El dominio de Lance Armstrong resultaba irritante. Para todos pero especialmente para los españoles, que mandábamos a Francia a nuestros muchachos como guerrilleros sin esperanza y nos volvían a las tres semanas con una media sonrisa, un puesto en el pódium, alguna etapa ganada… en resumen, la vuelta del ultramarinos para un país que había dominado París durante cinco años seguidos, navarro imponente y leoncito de peluche en la mano izquierda.

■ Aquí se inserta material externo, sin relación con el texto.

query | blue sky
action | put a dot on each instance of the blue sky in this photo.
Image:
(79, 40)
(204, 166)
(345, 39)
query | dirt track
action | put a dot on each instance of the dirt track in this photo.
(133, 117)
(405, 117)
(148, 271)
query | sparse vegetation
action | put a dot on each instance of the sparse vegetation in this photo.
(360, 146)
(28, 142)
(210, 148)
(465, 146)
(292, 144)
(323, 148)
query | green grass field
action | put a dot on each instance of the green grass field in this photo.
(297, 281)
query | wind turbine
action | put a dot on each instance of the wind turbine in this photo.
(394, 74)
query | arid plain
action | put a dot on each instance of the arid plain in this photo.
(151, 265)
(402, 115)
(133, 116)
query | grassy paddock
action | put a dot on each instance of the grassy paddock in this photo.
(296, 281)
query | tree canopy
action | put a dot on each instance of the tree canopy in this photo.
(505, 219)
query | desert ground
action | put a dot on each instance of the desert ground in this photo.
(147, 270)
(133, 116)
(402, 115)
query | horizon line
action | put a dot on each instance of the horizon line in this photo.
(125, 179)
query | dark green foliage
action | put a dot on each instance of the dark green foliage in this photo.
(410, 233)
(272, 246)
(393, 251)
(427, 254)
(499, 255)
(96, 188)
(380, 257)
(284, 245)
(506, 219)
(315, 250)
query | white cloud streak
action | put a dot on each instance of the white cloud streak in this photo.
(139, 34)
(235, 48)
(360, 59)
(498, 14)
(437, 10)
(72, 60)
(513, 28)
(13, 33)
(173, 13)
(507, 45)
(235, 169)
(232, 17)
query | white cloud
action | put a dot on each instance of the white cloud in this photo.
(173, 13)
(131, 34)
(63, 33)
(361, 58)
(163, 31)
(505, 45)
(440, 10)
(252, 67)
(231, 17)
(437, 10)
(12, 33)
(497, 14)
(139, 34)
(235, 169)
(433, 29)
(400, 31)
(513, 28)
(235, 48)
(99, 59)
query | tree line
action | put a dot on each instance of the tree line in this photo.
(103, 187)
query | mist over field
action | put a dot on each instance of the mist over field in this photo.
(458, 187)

Armstrong, un corredor prometedor cuya carrera se vio interrumpida por un cáncer que casi le cuesta la vida, lo tenía todo para caer mal: no es ya que ganara siempre sino esa manía suya de ganar exhibiéndose. Induráinle daba cancha a los Rominger, Pantani o Ugrumov, pero el americano no. Había en él un punto de soberbia que se puede perdonar a un belga pero jamás a un estadounidense. Lance Armstrong era el imperio, como Luis XIV era el estado, sin distinciones.
Ganó en 1999 y se vio como un accidente por las bajas de Ullrich y el propio Pantani. Ganó en 2000 y la cosa empezó a ponerse seria. A partir de ahí le cogió el gusto y no soltó la presa: triunfó en 2001 y en 2002 y llegó a 2003 algo bajo de forma pero dispuesto a conquistar su quinto Tour consecutivo, igualar a Merckx, Anquetil eHinault en el palmarés e imitar a Induráin en el número de victorias seguidas.
A Armstrong le llamaron prepotente, dopado, tramposo, envidioso, camorrista, maleducado… pasó por una paternidad, un divorcio, varias portadas escandalosas y, pese a todo, nadie encontró manera de bajarle de ahí. Tipo terco este tejano.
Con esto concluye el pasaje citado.